Em Guaianases, a imigração virou arte
“Mano, tira esse capeta desse beco. Quando eu acordo cedo e olho pra cá, parece que o bicho tá me olhando.” A frase dita no último domingo (19), pelo morador Joaquim do Cristo, 58, que se referia ao único grafite presente numa viela que fica ao lado da estação de trem do bairro. O desenho na parede traz a representação do demônio coagindo um menino a usar drogas.
Por volta das 9h, como combinado, começaram a chegar os primeiros grafiteiros. Eles se organizaram para mudar o lugar que, na maior parte do tempo, é usado como passagem pelos moradores. As obras a serem pintadas eram sobre a África e a diáspora negra no país, para ilustrar parte da realidade imigrante presente no bairro.
“A nossa intenção é fazer com que os nossos irmãos negros se sintam acolhidos aqui”, comentou o organizador da ação, João Paulo Alencar, 27, o Todyone, que nomeou o lugar como o “Beco dos Blacks”.
André da Silva Mourão, mais conhecido como Abstrato, mora em Itaquaquecetuba, na Grande São Paulo, e levantou às 6h para colaborar com a ação. “Na semana, trabalho em fábrica, sou rebarbador de peças.
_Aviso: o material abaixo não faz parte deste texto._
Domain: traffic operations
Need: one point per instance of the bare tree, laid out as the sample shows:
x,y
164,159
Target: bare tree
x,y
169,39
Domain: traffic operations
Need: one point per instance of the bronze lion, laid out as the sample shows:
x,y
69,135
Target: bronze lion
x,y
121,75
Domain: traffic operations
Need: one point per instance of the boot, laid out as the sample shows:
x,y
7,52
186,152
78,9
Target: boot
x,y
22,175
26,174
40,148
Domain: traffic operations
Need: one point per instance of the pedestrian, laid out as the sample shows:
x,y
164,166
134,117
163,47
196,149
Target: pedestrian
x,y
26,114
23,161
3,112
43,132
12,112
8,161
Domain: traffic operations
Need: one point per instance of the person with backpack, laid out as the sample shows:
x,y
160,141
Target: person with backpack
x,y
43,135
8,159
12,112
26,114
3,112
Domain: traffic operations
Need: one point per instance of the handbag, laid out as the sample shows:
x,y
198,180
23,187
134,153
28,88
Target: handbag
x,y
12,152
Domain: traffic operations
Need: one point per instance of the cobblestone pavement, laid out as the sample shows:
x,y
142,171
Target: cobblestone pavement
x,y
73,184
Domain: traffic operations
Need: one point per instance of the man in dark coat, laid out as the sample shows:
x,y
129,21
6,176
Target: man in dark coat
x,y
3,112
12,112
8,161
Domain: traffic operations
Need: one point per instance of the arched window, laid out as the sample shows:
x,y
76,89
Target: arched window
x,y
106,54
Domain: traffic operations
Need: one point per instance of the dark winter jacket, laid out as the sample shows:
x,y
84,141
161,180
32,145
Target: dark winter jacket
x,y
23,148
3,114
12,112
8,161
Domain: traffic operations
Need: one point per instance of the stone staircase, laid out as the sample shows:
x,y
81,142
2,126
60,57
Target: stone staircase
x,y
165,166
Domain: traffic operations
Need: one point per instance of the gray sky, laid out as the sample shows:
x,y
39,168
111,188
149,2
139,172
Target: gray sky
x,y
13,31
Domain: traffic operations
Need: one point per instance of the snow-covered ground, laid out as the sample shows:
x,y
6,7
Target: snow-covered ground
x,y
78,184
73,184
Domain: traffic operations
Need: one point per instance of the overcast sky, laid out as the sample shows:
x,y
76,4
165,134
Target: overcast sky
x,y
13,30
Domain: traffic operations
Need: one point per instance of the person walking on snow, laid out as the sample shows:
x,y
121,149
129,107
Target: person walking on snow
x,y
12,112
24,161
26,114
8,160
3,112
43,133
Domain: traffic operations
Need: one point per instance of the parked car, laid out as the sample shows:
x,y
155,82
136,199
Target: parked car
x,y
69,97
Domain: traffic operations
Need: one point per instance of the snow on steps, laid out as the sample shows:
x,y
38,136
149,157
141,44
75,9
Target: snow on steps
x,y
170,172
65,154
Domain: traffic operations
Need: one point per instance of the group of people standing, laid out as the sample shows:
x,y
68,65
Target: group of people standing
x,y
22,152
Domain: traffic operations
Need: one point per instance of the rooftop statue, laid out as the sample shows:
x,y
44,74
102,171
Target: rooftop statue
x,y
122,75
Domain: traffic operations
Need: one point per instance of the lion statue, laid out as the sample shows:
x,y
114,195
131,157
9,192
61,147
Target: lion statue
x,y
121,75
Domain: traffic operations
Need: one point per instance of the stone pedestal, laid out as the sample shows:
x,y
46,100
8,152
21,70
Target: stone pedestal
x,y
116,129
E no meu tempo livre procuro pintar em vários lugares. É um hobbie”, afirmou antes de começar a desenhar.
Enquanto alguns artistas começavam a rabiscar os muros, outros separavam as tintas. Em determinada hora, começou a divisão dos espaços que seriam reservados para cada um. No final, ficou decidido que os muros seriam intercalados com desenhos e tipografias.
Encostado no muro, com o celular tocando rap, Alisson Bispo, 19, foi uma das pessoas que chegou logo cedo para acompanhar as pinturas e esperou até os grafites ficarem prontos.
Para ele, tratar sobre imigrantes é importante, pois o bairro é feito deles e a cultura africana está presente em toda população. “Aqui pelo bairro, eles vendem coisas das terras deles e eu gosto de comprar coisas diferentes”, exemplifica.
Durante todo o tempo, a viela ficou cercada de pessoas curiosas com a intervenção, entre elas, dezenas de imigrantes que iam e voltavam das igrejas espalhadas pelo bairro.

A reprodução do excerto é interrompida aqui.